Screenshot-driven feedback loop. The agent captures UI screenshots after builds, enabling visual self-critique without a human in the loop. This is the autonomous iteration pattern that makes AI-assisted UI development actually work.
LLDB integration. Agents can set breakpoints, inspect variables, and step through code — debug workflows that previously required a human staring at Xcode.
Simulator + physical device deployment. Not just simulator-only; works with real hardware, which matters for testing device-specific behaviors.
v2.0 CLI for scripting/CI. The CLI addition means this can be embedded in CI pipelines, not just interactive agent sessions.

MIT licensed. Works with Claude Code. Website: xcodebuildmcp.com.

For 01-projects/squarely-puzzles/index, this is a direct capability unlock. The current iOS development workflow for Squarely Puzzles could shift from “Claude writes code, Ray builds and screenshots manually” to a fully autonomous build-test-iterate loop. Combined with 01-projects/squarely-puzzles/growth-strategy, faster iteration cycles mean faster experimentation on UI changes, onboarding flows, and visual polish.

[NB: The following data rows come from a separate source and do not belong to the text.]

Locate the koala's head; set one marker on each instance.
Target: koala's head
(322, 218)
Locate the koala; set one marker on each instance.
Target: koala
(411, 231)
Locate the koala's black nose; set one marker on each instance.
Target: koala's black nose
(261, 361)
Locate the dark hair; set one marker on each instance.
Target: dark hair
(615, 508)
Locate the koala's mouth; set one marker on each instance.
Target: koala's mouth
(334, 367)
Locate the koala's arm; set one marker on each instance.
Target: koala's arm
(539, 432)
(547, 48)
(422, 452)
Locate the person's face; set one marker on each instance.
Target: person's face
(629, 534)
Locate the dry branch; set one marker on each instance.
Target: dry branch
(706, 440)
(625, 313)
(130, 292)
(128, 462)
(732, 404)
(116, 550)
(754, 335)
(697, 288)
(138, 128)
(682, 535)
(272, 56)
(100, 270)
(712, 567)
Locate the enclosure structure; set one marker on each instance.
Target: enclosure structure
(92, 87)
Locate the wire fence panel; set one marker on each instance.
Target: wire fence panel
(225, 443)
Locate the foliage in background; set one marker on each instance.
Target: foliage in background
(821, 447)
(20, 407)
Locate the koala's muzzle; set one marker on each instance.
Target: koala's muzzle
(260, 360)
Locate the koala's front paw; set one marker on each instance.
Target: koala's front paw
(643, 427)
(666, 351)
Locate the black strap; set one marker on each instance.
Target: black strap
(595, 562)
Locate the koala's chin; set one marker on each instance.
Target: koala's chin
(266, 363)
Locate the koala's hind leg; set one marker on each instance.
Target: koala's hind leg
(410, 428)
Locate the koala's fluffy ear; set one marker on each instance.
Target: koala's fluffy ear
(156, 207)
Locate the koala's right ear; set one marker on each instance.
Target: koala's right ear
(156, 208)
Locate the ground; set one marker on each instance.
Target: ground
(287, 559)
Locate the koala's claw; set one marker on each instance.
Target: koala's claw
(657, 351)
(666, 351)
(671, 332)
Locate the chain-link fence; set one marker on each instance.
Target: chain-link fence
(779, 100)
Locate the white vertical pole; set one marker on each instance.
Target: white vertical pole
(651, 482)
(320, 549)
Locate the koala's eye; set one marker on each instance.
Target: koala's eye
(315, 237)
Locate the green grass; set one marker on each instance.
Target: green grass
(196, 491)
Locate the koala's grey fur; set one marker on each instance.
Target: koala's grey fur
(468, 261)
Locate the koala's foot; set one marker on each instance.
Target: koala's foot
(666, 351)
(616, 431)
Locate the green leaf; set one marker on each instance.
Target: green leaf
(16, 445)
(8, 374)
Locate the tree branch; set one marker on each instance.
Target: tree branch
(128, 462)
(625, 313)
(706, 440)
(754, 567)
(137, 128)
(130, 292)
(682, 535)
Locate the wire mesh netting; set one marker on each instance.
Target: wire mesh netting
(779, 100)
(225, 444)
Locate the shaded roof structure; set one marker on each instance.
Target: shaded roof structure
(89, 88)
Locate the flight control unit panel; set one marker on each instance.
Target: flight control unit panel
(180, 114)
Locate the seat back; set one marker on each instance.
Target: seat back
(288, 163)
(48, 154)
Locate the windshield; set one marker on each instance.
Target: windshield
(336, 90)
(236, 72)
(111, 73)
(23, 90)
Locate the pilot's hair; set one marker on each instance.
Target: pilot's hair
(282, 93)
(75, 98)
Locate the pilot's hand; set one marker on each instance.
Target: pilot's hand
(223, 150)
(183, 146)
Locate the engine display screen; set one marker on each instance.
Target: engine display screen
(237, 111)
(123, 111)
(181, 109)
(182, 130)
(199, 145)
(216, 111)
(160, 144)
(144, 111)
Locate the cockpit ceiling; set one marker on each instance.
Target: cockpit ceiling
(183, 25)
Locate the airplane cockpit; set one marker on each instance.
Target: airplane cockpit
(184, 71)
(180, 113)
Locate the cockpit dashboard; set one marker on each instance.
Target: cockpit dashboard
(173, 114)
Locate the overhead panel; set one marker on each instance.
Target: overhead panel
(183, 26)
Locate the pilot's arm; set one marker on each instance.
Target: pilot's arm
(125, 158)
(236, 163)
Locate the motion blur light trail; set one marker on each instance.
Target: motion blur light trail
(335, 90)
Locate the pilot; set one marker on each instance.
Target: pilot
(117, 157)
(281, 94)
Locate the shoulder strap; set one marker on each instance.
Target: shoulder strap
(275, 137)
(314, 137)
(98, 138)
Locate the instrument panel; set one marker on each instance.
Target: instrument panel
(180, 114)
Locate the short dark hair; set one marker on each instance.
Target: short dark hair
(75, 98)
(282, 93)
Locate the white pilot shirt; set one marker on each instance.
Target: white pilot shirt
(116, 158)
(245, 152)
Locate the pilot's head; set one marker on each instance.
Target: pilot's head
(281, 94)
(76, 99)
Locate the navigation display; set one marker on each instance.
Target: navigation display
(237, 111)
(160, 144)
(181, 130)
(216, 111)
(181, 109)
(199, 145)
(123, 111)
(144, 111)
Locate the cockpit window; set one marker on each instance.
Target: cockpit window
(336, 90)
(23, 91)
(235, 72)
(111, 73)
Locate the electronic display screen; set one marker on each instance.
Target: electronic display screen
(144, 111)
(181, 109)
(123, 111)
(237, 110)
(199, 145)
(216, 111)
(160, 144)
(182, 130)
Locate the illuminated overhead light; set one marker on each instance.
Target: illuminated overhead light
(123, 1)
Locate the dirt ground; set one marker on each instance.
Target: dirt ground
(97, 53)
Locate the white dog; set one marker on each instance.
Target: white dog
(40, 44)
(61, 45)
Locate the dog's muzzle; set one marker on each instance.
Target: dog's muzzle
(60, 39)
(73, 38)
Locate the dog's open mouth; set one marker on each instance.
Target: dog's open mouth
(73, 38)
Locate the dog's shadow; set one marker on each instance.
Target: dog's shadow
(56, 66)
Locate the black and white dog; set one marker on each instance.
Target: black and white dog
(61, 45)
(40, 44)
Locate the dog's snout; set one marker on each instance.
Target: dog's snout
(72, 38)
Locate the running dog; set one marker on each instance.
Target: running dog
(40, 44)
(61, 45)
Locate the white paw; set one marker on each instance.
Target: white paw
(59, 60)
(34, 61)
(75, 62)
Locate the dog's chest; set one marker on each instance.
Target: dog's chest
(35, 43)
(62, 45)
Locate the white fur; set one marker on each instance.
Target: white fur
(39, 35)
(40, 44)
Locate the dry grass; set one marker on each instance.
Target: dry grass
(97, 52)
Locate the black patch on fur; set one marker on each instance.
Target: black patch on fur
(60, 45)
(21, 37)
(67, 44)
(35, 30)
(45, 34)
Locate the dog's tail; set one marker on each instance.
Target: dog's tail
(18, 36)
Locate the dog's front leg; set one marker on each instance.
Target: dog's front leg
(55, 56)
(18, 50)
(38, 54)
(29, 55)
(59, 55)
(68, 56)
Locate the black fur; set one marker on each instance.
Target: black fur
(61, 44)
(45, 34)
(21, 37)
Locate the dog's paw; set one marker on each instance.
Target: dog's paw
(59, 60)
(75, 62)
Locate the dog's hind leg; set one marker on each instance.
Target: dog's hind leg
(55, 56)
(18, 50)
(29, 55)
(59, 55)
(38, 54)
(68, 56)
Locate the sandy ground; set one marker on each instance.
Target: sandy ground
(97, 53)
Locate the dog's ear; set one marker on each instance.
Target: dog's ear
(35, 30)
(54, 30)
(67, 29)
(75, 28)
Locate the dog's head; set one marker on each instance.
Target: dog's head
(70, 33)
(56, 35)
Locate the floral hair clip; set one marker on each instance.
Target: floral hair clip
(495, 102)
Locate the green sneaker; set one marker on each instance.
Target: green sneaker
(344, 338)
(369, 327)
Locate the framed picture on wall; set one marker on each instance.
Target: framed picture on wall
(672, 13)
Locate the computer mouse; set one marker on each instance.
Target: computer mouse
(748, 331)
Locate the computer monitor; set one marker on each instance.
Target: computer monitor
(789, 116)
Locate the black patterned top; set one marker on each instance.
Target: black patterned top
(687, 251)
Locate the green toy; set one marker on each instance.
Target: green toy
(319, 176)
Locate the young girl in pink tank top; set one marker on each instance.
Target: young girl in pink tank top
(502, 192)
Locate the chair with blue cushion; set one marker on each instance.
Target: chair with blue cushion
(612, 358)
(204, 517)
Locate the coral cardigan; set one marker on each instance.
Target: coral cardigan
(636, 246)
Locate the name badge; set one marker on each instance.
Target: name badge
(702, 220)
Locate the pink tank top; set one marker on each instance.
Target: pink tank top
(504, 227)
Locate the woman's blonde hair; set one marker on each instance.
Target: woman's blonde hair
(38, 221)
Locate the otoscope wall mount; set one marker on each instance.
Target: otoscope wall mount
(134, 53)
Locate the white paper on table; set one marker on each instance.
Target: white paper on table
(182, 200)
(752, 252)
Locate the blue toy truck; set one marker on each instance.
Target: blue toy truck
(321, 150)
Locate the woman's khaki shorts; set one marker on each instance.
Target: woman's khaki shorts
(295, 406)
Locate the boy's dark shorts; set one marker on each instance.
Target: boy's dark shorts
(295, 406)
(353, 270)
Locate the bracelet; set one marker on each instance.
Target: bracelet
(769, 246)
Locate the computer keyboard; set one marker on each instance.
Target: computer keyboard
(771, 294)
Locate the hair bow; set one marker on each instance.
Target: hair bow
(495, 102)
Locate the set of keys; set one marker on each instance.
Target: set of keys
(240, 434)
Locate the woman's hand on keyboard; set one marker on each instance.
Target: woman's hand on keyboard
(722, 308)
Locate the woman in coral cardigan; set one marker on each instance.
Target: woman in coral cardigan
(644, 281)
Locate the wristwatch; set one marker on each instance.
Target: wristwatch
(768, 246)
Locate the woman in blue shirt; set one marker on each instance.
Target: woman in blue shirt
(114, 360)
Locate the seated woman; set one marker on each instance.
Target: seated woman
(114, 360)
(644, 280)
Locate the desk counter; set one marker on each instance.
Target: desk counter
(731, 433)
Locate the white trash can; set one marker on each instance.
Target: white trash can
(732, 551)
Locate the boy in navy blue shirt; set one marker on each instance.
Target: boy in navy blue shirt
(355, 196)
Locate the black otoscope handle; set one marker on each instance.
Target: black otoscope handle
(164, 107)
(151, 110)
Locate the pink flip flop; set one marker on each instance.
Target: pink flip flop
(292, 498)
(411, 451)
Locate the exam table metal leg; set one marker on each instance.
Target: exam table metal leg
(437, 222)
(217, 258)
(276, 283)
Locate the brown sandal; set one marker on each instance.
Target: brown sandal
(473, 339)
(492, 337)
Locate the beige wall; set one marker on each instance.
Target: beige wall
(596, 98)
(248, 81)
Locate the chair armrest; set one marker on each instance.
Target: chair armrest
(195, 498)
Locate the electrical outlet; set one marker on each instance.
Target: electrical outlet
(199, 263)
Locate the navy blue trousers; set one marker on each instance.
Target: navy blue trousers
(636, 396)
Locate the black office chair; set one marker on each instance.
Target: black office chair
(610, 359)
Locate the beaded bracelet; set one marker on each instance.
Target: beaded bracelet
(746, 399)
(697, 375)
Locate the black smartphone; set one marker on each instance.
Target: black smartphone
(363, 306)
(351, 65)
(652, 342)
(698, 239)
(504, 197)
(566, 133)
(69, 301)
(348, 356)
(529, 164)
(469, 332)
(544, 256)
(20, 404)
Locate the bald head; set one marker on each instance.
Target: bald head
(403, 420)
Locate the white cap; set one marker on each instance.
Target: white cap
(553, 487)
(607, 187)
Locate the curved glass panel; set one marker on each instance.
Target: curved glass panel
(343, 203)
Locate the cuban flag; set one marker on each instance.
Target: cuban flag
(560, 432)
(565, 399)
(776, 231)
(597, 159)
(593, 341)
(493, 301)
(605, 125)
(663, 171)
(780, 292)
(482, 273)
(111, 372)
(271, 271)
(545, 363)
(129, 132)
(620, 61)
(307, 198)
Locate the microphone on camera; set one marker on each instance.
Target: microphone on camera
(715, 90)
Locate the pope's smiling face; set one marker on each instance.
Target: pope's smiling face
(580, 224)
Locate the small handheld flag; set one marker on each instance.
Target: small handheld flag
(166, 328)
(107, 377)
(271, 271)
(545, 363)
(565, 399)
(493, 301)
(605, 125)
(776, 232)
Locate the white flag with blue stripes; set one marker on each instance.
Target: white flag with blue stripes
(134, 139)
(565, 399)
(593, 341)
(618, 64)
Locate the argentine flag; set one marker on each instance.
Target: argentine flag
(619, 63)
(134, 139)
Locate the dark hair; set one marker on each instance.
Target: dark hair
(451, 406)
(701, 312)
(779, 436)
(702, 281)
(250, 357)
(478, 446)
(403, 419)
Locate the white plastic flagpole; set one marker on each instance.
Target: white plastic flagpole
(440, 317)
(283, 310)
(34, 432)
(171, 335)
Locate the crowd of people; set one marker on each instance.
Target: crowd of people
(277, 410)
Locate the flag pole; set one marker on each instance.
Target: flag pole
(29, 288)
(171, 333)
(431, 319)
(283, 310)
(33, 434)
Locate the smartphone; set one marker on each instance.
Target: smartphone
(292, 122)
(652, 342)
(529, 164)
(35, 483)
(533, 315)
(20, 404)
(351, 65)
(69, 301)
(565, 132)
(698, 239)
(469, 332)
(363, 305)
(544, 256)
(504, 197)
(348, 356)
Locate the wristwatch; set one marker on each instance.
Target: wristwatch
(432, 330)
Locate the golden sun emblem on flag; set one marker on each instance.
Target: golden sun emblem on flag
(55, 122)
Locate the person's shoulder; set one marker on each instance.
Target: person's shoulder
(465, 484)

This is a concrete instance of 06-reference/concepts/skills-as-building-blocks — MCP servers as composable capabilities that compound. XcodeBuildMCP alone is useful; XcodeBuildMCP + Claude Code + a design system creates an autonomous iOS development agent.

Open Questions

What is the actual reliability of the autonomous loop in practice? Screenshot-based self-critique sounds great, but how often does the agent correctly identify visual issues vs. hallucinating problems?
How does this interact with SwiftUI previews? If SwiftUI previews are faster than full builds, is there a lighter-weight feedback loop available?
Could this be combined with App Store Connect APIs for an end-to-end deploy pipeline — code change to TestFlight build with zero human intervention?
What are the security implications of giving an AI agent LLDB access and physical device deployment?